John Ivison | January 15, 2015
OTTAWA — Tom Mulcair has re-arranged the deckchairs on the good ship NDP by bringing in some new senior staff, but the maiden voyage of 2015 did little to suggest his party will escape submersion by a Justin Trudeau tsunami in the coming election.
Mr. Mulcair was speaking at a caucus strategy session in Parliament’s Reading Room, where he revealed he is replacing Raoul Gébert as chief of staff with Alain Gaul, who worked for him in the same role when he was a Quebec provincial minister. Mr. Gébert will remain as a Quebec adviser. Brad Lavigne, who helped mastermind Jack Layton’s Orange Wave, will return as senior campaign adviser, and Michael Balagus, who led the NDP to successive victories in Manitoba, will head up the crucial Ontario campaign.
The 2015 reboot is an attempt to inject some adrenaline into a caucus that has been demoralized by defections (Glenn Thibeault to the Ontario Liberals is the latest of six such desertions) and retirement announcements (Yvon Godin has joined Chris Charlton, Joe Comartin and Libby Davies in resolving to step down at the next election).
To that end, it was a reasonably successful exercise. Mr. Mulcair was given a rousing standing ovation for expounding on the values of generosity and community he said have guided him as a husband, father and grandfather, as well as his 35 years of public service. “These are the values that will guide me as your Prime Minister,” he said.
Less widely hailed was a $5-billion platform commitment, unveiled without fanfare, when Mr. Mulcair said that the NDP would keep the recent Conservative additions to the universal child care benefit. The goal is to blunt Tory attacks that his party will take back the cheques that will start landing in July. But the party is already committed to a $5-billion childcare program, so another $5-billion pledge in the current fiscal climate is bold to the point of foolhardiness.

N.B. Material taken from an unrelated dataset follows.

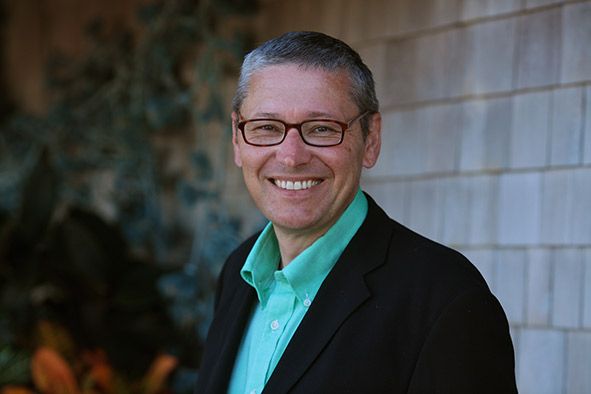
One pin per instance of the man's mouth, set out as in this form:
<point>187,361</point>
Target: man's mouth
<point>295,185</point>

The speech was also notable for the more aggressive line Mr. Mulcair took going after those progressive voters who have told pollsters they intend to vote Liberal.
The NDP leader made much of his 35 years of in public life and his experience around the Quebec Cabinet table. “Being Prime Minister is not an entry-level job. Over the coming weeks and months, we’ll invite Canadians to ask themselves which leader has the experience to defeat Mr. Harper and the plan to repair the damage he’s done,” he said.

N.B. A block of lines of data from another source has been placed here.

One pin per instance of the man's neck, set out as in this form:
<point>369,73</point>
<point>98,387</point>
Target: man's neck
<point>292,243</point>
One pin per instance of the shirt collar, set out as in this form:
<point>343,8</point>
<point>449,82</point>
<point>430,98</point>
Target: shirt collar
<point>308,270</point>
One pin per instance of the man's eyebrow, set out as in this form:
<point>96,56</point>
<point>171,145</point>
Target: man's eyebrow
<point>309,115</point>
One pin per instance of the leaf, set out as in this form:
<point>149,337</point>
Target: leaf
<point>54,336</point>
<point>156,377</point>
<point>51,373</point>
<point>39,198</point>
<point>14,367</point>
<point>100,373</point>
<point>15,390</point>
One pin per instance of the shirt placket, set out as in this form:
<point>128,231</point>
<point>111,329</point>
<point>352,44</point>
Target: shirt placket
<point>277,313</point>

Not only does the Liberal leader lack experience, he lacks a plan. “Justin Trudeau still believes that he can just inherit power without proposing a thing,” he said.

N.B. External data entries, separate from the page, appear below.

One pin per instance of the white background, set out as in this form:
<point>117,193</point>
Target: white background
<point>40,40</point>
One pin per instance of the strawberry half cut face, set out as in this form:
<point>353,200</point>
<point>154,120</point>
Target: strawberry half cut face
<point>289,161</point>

This is an attack that has a limited life-span — the Liberals will eventually break cover with a platform.
Then we will be back to contrasting the relative merits of the two men. The problem is that the Conservatives have been selling this line since Mr. Trudeau was elected leader and polls suggests voters aren’t buying.
An Abacus poll from last fall suggested only one in four Canadians agrees Mr. Trudeau is in over his head. Another 28% said they felt he could learn on the job, while 23% said they were unsure and needed to see more of the Liberal leader.
In short, voters are giving Mr. Trudeau the benefit of the doubt — the political equivalent of being bulletproof.
Mr. Mulcair looked like the coming man when he was elected leader. A progressive mirror image of Stephen Harper, he was deemed experienced, ruthless and tough enough to play the Prime Minister at his own game.
But the game changed with the election of Mr. Trudeau. Mr. Mulcair has been in danger of looking like the Betamax of the political format war — a superior technology made obsolete by its cheaper, racier competitor, VHS.
There is only so much the leader’s new team can do about that – they can’t turn him into something he isn’t.
Once it became clear that deprecating Mr. Trudeau was having limited success, the Conservatives pivoted to concentrate on the issues Mr. Harper wants to talk about – personal and economic security.
It will be hard for the NDP to follow suit — they occupy much of the same policy ground as the Liberals, making differentiation difficult.
Mr. Mulcair can perhaps seek solace in Abraham Lincoln’s words: “Why should there not be a patient confidence in the ultimate justice of the people? Is there any better or equal hope in the world?”
If Mr. Trudeau is as clueless as Mr. Mulcair suggests he is, he will be found out by the people, and it will be the NDP leader who will emerge as the progressive standard-bearer.